Author: tomc (Tom Carmichael) Date: 2003-Nov-17 15:09:26 An interesting thing about this puzzle that I noticed for the n=10 case that seems to be true for the other cases listed as well. If a_i = # of 'i's appearing in the number, it's easy to see (as mico pointed out) that n sum (a_i) = n i What is more interesting is this also appears to be true: n sum (i * a_i) = n i For the n=10 example, we have 6*0, 2*1, 1*2 and 1*6, the sum of which is indeed 10. Anyone want to tackle a proof as to why? I haven't had much time to look into it, but I think it might be key to a general proof of the puzzle. Regards, Tom
Author: bandsmer (Michael Bandsmer) Date: 2003-Nov-17 18:12:29 I think dudzus' solution (with the aforementioned corrections and clarifications) is essentially complete. I arrived at the solution in a similar manner for x0 <=5, using the "cross sum" which I briefly derive below. The other cases I eliminated one by one without using the "cross sum". Here are the details: Let S be the solution, represented by the digits 'abcdefghij', i.e. a = number of 0's b = number of 1's c = number of 2's ... j = number of 9's S has 10 digits, so [1] a + b + c + d + e + f + g + h + i + j = 10 Now we step through a few basic cases: CASE 1: a=9? This is impossible. All other digits b...j would have to be 0 in order for us to have 9 zeroes, and this obviously isn't a solution. CASE 2: a=8? With 8 zeroes and a=8, only one other digit can be non-zero. To satisfy [1], this digit must = 2, so we must have c = # of 2's = 1---but this is a contradiction. CASE 3: a=7? With 7 zeroes and a=7, only 2 other digits can be non-zero. To satisfy [1], one digit must be a 1 (so b = # of 1's = 1), and another must be a 2 (so c = # of 2's = 1)---but this is another contradiction since neither of these digits is = 2. CASE 4: a=6? Exactly 3 other digits are non-zero. To satisfy [1], two of them must be 1's (so b=2), and one of them must be a 2 (so c=1). The other non-zero digit must be g=1 (because the number of 6's is 1). THIS IS A SOLUTION: 'abcdefghija' = 6210001000 CASE 5: a<=5? We know that there are "a" 0's, "b" 1's, "c" 2's, ..., "j" 9's; thus, the sum of the digits is given by b + 2c + 3d + 4e + 5f + 6g + 7h + 8i +9j. But notice that [1] also gives the sum of the digits, so, equating this expression with [1], we have [2] b + 2c + 3d + 4e + 5f + 6g + 7h + 8i +9j = 10 Now, getting back to our case where a <= 5, we must have 4 or more non-zero digits in b,c,...j.

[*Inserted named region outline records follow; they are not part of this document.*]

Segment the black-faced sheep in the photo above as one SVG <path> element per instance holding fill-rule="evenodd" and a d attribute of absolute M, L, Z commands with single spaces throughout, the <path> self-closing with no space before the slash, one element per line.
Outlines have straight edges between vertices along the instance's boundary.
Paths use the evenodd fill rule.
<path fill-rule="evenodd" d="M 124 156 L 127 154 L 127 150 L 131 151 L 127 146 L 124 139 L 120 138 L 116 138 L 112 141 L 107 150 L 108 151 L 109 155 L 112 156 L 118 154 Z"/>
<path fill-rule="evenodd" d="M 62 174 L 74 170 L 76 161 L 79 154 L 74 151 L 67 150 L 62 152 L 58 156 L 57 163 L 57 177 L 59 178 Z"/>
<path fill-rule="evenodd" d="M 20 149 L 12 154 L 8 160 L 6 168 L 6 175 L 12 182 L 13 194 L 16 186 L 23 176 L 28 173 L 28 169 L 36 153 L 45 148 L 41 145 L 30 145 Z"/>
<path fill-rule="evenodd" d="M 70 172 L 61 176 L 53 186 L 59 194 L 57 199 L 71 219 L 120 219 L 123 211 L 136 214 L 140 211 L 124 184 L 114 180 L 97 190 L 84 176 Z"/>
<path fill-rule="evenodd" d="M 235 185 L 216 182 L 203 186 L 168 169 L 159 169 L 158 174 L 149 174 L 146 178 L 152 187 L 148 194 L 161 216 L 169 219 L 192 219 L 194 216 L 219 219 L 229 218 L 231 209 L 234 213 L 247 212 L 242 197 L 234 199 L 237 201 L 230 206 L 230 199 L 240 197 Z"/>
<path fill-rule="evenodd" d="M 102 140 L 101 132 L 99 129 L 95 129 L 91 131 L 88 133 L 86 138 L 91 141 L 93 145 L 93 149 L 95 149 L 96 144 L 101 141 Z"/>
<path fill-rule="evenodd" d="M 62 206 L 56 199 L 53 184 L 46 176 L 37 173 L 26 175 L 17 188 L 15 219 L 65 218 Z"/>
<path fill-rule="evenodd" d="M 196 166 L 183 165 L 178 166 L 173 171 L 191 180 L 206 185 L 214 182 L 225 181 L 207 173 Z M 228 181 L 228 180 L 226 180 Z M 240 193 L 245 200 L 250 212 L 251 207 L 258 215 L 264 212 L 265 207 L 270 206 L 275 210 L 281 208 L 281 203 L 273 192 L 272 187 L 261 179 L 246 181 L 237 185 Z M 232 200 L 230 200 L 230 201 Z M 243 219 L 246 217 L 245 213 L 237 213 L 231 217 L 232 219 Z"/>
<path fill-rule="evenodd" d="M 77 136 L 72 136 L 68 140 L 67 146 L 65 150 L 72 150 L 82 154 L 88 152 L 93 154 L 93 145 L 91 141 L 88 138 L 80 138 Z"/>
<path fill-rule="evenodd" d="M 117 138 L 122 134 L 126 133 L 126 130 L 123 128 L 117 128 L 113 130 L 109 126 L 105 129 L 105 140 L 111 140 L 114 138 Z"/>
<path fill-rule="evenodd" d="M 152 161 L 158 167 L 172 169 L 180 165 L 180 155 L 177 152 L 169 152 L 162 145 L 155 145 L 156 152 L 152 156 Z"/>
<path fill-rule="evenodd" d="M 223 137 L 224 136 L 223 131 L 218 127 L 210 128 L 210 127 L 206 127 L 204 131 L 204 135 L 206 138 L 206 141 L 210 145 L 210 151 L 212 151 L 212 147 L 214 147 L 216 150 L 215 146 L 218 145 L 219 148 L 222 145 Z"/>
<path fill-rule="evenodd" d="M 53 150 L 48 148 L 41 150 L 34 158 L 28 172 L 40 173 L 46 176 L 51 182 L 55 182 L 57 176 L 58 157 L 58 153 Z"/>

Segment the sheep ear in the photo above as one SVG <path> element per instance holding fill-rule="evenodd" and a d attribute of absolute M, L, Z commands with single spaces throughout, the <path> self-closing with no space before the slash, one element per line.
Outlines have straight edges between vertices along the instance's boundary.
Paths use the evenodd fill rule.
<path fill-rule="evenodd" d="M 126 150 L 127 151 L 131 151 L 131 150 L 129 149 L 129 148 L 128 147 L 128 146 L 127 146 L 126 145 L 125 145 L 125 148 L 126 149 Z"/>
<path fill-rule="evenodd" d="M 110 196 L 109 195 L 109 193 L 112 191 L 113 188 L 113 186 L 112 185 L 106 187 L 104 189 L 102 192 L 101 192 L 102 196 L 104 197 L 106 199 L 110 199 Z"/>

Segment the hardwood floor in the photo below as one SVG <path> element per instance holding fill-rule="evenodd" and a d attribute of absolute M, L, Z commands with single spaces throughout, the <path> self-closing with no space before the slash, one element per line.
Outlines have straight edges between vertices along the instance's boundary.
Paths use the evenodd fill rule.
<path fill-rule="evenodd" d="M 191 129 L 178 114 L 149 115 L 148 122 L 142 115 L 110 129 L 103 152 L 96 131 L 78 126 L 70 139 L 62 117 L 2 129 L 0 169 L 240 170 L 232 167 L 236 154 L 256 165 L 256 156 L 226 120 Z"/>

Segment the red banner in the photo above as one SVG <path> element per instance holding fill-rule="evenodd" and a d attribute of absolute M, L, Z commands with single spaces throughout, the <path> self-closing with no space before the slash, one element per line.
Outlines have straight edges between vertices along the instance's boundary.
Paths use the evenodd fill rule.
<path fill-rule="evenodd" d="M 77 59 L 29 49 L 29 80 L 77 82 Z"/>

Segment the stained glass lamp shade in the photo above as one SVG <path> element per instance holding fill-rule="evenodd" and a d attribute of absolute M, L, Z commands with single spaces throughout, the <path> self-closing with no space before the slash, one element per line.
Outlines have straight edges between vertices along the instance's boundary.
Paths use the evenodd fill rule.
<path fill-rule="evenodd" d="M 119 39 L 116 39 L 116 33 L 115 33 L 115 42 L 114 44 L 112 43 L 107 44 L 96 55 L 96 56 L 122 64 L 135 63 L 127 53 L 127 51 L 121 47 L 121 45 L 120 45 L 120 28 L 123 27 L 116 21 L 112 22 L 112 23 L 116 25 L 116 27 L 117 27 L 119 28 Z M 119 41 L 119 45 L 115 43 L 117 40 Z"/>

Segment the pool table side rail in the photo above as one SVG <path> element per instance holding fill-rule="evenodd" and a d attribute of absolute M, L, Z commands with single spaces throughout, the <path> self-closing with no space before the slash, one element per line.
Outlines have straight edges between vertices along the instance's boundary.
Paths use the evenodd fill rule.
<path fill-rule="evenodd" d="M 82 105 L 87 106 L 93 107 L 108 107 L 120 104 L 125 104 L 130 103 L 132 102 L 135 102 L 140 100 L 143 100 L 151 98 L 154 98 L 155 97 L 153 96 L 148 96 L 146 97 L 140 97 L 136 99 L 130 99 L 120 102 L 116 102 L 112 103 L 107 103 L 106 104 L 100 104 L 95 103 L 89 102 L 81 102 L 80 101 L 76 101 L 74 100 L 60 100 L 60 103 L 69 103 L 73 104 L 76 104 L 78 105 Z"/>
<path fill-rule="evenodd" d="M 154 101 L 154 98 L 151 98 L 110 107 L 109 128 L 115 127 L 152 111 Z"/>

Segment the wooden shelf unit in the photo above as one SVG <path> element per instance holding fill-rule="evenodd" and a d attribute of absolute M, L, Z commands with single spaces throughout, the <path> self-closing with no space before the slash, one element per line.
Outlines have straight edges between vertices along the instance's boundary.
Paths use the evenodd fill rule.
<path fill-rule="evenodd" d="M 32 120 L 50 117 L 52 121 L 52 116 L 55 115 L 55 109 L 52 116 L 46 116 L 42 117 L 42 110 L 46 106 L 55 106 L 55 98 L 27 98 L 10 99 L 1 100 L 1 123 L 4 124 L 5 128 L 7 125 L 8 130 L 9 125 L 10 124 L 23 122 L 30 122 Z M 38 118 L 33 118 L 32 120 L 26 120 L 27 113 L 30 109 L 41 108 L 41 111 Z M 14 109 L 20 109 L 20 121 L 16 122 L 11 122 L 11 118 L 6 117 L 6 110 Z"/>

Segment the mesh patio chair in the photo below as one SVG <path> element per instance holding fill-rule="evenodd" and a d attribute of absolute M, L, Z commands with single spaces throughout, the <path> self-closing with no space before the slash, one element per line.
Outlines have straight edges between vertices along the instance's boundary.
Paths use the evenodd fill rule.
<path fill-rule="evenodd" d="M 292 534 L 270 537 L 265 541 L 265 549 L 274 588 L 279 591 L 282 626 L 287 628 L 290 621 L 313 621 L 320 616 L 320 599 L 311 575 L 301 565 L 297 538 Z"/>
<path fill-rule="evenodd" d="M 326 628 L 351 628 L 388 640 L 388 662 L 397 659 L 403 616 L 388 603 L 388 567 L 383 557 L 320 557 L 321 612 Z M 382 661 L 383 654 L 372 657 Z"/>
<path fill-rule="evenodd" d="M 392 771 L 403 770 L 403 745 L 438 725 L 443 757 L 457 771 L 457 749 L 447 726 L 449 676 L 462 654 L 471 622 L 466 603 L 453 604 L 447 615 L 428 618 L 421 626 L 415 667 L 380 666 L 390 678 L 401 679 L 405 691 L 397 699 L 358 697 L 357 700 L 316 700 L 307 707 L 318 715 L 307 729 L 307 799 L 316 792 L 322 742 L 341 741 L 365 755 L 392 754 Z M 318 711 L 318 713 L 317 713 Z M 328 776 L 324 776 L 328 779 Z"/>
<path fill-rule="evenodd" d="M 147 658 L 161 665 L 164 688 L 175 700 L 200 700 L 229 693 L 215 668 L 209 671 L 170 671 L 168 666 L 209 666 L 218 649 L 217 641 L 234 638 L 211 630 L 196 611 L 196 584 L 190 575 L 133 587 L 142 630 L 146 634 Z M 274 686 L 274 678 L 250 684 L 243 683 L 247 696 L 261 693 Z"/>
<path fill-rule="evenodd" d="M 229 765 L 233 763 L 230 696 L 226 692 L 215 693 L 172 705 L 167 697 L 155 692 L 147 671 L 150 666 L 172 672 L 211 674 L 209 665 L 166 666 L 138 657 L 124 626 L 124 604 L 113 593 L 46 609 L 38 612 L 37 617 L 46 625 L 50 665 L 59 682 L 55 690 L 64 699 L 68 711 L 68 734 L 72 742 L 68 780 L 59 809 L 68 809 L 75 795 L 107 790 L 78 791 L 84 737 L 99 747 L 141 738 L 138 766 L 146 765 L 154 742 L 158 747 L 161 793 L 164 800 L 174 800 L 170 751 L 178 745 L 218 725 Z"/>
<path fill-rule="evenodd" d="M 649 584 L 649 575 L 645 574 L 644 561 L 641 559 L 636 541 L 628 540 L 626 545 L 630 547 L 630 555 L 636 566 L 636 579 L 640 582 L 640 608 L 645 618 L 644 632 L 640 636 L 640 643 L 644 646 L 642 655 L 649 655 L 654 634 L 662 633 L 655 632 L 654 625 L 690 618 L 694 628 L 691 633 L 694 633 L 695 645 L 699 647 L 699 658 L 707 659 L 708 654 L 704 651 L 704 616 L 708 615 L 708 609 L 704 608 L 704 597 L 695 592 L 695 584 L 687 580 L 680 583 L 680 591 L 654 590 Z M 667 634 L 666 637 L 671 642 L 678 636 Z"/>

From [2], the only possible solution is to use the smallest digits, i.e. b=c=d=e=1. But you can quickly check that this isn't a solution. Thus, the solution 'abcdefghij' = 6210001000 is the only solution. Michael
Author: migo (Mikhael Goikhman) Date: 2003-Nov-17 18:56:47 My own proof is very similar to the Michael's one. I have the same cases but a more intuitive than a formal explanation for small values of the first digit. The intuitive explanation is indead based on this formal equation sum(i * x_i) = 10, but instead of immediately coming to a contradiction some possible sub-cases are examined. The Michael's solution is pretty compact, although it is still 2.5 times more verbose than my script without comments. :-) Thank all for participation. A time to think about a new puzzle.